E così mi ha seguita, eh...
Trattenni un sorriso, e un brivido mi attraversò mentre pensavo che non poteva avermi seguito per colpa di Mirabole.
O forse era soltanto il freddo.
Mi lasciai guidare, docile, verso la mia stanza, la sua voce era così rassicurante, mi sentivo al sicuro.
"Buonanotte, caro.." dissi, sulla porta "..grazie di tutto..".
Allungai, titubante, una mano verso il suo viso, sfiorandogli la guancia in una carezza delicata.
Perché doveva fare così male?
Perché mi sentivo in colpa per quel lieve, innocente contatto?
No, non era per quello, e lo sapeva anche lui.
Sorrisi, sperando che non riuscisse a leggermi nei pensieri.
Mi ritirai, nell'intimità della mia stanza.
Notai con piacere che mi era stato preparato un bagno.
Nessun domestico, però.
Roberto sapeva bene quanto adorassi stare sola con i miei pensieri, senza nessuno intorno.
Non riuscivo a pensare che non ci fossero, come mi diceva sempre mia madre da piccola.
No, volevo essere sola nella mia stanza, l'etichetta poteva restare fuori.
Il tocco dell'acqua calda fu rinvigorente.
Era calda, profumata, e dovetti lottare con la stanchezza per non addormentarmi.
Poco dopo, però. sprofondai nel letto morbido, in un profondo sonno ristoratore.
Dormii un sonno profondo, senza sogni, se non immagini confuse e prive di senso.
Mirabole, il Fiore, l'elisir, Diomede, gli spari, il Bacio, Crysa, il Verziere.
Brevi frammenti di ricordi, sogni, leggnde, senza un apparente filo logico.
Contro ogni aspettativa, mi svegliai di buon mattino.
La stanchezza della sera appena passata era svanita, e il sole autunnale faceva capolino tra le preziose tende della mia stanza.
Mi alzai, fin troppo di buon umore.
Dovevo andare da Missani e dal Capitano, raccontare di Mirabole.
Il volto di Diomede mi attraversò la mentre, mentre spazzolavo i miei capelli che cominciavano a ricrescere.
Ti tirerò fuori di lì, fratello.. Fidati di me..
Indossai l'abito viola, quasi un porpora, che dava colorito alle mie guance rosee.
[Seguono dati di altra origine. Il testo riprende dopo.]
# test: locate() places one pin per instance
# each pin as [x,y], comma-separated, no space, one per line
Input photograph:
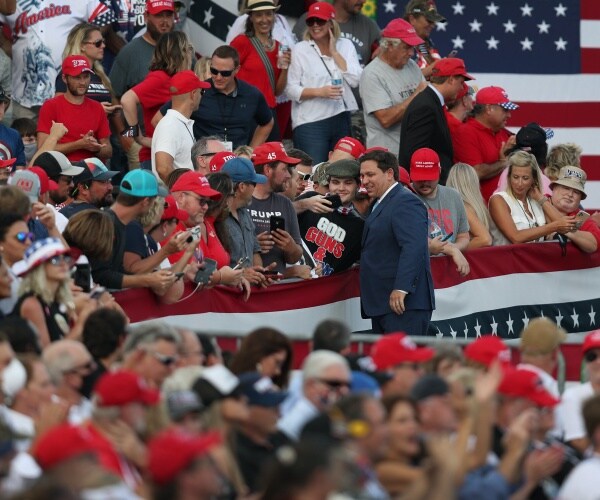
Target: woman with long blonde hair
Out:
[463,178]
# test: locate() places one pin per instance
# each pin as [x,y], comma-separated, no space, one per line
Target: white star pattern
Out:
[494,326]
[559,318]
[475,26]
[560,44]
[453,332]
[526,10]
[389,6]
[492,9]
[561,10]
[543,27]
[208,16]
[575,318]
[509,26]
[526,44]
[525,320]
[458,8]
[477,329]
[509,324]
[458,42]
[492,43]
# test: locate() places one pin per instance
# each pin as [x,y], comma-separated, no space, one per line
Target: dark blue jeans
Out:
[318,138]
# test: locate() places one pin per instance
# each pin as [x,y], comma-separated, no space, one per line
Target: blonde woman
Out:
[323,71]
[463,178]
[86,40]
[520,213]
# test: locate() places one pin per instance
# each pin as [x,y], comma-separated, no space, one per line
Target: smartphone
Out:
[203,275]
[82,276]
[335,200]
[276,222]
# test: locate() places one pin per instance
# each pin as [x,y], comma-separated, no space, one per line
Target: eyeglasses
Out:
[225,74]
[22,237]
[97,43]
[59,259]
[163,359]
[335,384]
[315,21]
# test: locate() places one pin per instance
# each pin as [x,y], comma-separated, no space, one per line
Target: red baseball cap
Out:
[172,211]
[321,10]
[157,6]
[63,442]
[272,151]
[219,159]
[195,182]
[523,383]
[75,65]
[486,349]
[172,451]
[350,145]
[451,66]
[591,341]
[425,165]
[186,81]
[121,388]
[399,28]
[46,184]
[495,95]
[396,348]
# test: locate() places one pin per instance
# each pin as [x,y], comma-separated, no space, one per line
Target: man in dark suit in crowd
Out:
[424,123]
[396,288]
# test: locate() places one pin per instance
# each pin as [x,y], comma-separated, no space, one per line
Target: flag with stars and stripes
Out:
[544,53]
Indossai la mia orchidea, fermi i capelli con un fermaglio intarsiato, e mi guadai allo specchio.
Sospirai, non c'era solo la faccenda di Mirabole da sistemare... Roberto, dovevamo parlare.
Dovevamo essere sinceri e franchi come non lo eravamo mai stati.
Sì, dovevamo.. ma mi chiesi se sarebbe mai successo davvero.
Infondo, persino quel gioco di sguardi era più semplice, doloroso e seducente, ma più semplice.
Presi un profondo respiro, non potevo indugiare oltre.
Scesi nel salone, chiedendo ai domestici di poter fare colazione in giardino.